During this short and intensive period, about 30,000 photos of gazelles from about 1,500 visits were taken by the cameras. Currently, most of the work involves repeatedly examining each photo to identify the individual appearing in it. With such a respectable amount of photos, it is possible to identify individual gazelles. Identification of individuals is done using external characteristics, such as the shape of the horns, which is unique to certain individuals. To complement the information coming from the cameras, Arnon uses complex statistical models designed to estimate how many individuals were not photographed.
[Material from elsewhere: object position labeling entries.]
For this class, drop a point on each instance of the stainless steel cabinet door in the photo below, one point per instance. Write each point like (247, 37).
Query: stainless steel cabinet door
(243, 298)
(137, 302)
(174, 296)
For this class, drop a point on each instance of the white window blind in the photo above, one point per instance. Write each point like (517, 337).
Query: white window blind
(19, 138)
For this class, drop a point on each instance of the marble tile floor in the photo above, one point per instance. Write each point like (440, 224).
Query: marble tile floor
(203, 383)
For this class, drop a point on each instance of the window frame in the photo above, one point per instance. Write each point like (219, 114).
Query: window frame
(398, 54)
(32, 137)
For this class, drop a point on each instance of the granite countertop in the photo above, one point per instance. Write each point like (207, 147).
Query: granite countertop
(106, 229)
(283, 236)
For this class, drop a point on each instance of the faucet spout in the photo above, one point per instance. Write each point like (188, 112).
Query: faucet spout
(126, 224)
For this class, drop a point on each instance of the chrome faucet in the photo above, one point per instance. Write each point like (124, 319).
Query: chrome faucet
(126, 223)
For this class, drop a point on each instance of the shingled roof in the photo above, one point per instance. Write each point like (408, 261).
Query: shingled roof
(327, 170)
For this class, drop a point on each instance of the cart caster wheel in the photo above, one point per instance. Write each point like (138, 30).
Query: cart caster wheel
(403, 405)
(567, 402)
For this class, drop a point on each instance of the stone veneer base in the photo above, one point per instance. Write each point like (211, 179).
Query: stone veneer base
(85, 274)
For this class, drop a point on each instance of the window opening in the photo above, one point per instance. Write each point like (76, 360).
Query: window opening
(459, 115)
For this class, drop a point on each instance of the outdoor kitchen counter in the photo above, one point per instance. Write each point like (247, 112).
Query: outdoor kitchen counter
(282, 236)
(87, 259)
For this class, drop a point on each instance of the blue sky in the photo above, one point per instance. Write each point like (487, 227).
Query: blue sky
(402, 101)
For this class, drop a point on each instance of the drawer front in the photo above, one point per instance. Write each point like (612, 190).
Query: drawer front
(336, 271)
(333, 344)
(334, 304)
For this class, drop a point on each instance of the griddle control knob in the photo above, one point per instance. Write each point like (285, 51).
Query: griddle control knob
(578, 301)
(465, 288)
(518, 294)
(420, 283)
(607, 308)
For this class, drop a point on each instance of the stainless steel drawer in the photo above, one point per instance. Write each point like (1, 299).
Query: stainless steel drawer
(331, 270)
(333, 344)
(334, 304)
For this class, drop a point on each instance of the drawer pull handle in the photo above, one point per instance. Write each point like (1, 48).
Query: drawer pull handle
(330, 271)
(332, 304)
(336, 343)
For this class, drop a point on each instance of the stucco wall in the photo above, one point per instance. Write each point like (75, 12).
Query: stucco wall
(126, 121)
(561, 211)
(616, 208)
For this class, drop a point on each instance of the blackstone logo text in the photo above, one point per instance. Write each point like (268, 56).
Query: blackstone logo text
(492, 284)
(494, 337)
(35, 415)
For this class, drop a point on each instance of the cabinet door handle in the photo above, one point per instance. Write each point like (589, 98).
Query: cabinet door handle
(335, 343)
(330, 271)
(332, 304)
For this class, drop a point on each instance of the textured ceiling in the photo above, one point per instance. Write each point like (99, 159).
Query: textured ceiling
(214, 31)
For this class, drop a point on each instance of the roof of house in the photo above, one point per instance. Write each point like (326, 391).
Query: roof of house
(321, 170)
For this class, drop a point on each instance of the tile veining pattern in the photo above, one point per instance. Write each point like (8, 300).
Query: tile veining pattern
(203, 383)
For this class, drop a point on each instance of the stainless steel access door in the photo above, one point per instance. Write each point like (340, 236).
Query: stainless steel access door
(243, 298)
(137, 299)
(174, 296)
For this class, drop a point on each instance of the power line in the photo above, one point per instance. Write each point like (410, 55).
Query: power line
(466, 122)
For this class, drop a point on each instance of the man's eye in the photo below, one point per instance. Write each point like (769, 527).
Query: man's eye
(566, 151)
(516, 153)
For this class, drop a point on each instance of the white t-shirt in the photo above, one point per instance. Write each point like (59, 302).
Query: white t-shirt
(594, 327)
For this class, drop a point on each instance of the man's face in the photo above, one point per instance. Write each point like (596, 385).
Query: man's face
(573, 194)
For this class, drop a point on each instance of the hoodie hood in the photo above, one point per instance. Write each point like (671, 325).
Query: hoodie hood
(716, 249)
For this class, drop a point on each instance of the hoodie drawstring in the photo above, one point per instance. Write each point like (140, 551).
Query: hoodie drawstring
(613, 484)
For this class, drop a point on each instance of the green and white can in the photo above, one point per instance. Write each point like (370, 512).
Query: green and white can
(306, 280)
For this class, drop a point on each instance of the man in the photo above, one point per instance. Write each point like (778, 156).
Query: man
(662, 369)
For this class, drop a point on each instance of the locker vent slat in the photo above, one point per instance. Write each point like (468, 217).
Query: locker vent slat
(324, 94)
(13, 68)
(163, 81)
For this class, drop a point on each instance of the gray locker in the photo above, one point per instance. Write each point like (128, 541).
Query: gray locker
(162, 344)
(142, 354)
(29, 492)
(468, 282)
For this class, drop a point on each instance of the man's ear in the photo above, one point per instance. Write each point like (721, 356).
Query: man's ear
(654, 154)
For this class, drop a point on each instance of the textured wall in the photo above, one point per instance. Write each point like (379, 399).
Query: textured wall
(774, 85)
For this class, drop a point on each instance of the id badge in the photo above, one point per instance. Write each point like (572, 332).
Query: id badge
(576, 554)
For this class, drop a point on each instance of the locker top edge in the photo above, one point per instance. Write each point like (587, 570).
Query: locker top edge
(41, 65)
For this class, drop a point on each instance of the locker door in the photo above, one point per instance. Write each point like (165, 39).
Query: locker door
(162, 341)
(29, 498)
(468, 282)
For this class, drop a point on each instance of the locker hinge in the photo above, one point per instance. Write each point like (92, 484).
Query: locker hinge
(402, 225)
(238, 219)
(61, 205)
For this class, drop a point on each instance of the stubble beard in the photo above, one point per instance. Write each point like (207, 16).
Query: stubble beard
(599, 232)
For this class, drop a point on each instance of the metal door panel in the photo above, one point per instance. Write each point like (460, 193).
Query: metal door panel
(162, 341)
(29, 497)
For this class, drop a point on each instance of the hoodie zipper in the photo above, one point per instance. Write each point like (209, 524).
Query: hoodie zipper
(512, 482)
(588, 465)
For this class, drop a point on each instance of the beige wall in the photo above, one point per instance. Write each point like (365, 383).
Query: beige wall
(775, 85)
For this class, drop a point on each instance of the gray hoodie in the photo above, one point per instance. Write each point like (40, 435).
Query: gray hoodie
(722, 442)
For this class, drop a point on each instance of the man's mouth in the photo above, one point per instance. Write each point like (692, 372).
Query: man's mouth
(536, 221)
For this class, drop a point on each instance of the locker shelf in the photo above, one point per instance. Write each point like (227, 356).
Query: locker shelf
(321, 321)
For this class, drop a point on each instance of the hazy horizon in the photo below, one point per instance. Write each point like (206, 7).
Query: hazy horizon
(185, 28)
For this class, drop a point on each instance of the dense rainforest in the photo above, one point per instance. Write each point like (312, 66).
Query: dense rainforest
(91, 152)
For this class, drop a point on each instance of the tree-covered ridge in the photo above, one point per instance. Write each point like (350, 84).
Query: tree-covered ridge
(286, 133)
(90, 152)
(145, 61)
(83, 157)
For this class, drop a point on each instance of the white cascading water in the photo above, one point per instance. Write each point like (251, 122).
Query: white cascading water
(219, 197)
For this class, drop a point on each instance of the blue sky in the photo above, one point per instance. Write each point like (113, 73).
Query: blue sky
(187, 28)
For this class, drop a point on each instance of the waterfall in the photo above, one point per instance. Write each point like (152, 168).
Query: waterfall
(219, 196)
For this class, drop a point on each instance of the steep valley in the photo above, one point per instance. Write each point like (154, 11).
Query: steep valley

In another study being conducted currently at Ramat Hanadiv by Omer Golan, under the supervision of Dr. Shirli Bar-David from Ben-Gurion University, genetic tests are being conducted on the scats to learn about the size of the gazelle population.
And Let’s Not Forget That Gazelles Need to Eat
In addition to estimating the number of gazelles and their distribution pattern across the Park, Arnon’s research also examines the quality of their nutrition in the Park: What types of foods do they prefer? Is their diet good enough? Does the native food they consume provide them with the required amount of protein? Using genetic and other analyses of the vegetation in the scats he learns about the gazelles’ diets. The research also examines how the presence of cattle in the Park impacts on the gazelles, with respect to competition for food. On one hand, the cows play a very important role in minimising the risk of fire and opening up the dense shrubby areas, but on the other hand, they are big eaters and we must ensure that this does not create a food shortage for the gazelles.
Naturally, studies like these take time and we need to wait patiently until all the results are obtained and analysed so that we can draw operative conclusions. We will continue to follow the research developments and keep you updated.